Both current House Speaker Melissa Hortman (DFL-Brooklyn Park) and House Minority Leader Lisa Demuth (R-Cold Spring) are publicly confident that the two parties will work something out. Since the state constitution does not allow the existence of more than one House speaker at a time, the MPR story reports, one party may get the speakership in exchange for giving the other important committee positions.

Sound good? Well, you voted for it, Minnesota! The two parties worked out a deal by January last time, but that was 1979, a comparatively idyllic time in Minnesota politics, or at least a more cooperative one. (Who could forget this 1973 Time cover?) Anyway we really hope no one has a heart attack this time. Well, unless it’s—no, we will not wish cardiac arrest on even the worst Republican legislators on this website. (Maybe in the group chat.) 
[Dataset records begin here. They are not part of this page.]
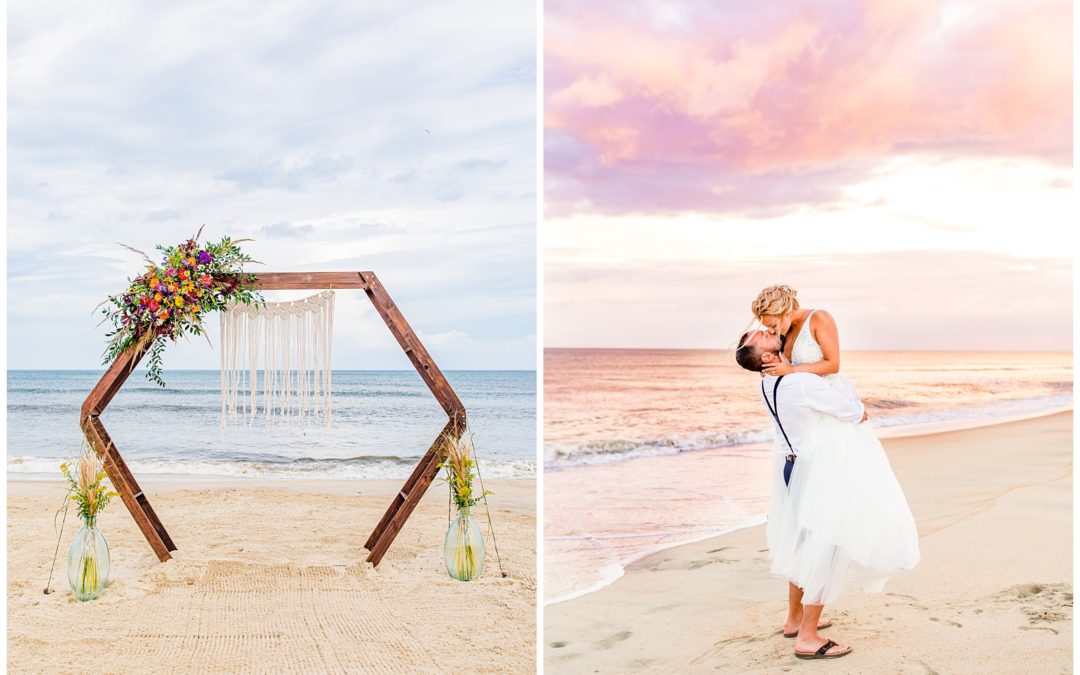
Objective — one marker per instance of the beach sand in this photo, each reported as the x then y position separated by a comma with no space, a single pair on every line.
270,577
993,593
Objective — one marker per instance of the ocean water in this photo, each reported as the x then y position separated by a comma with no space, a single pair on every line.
382,423
650,448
Canada Plays Minnesota in New Action Movie 

Normal is an upcoming action film starring Bob Odenkirk, Henry Winkler, and Lena Heady that takes place in a small Minnesota town, presumably someplace Up North. Does this mean we can expect to see Queen Cersei kickin’ it with Jessica Lange in Cloquet, or the Fonz keepin’ it cool at Zorbaz, or Saul Goodman himself buying the deluxe edition of Sorry Ma, Forgot to Take Out the Trash at River City Records? In short, no. Don’t expect any local sightings of the movie’s stars unless you live in Winnipeg, which is where Normal will be filmed. And Winnipeg, while apparently a lovely place to visit, is not in Minnesota. Upset? Oh, we’re not upset. Not at all. But this winter we’re gonna shovel right to the edge of the Canadian border and not an inch further.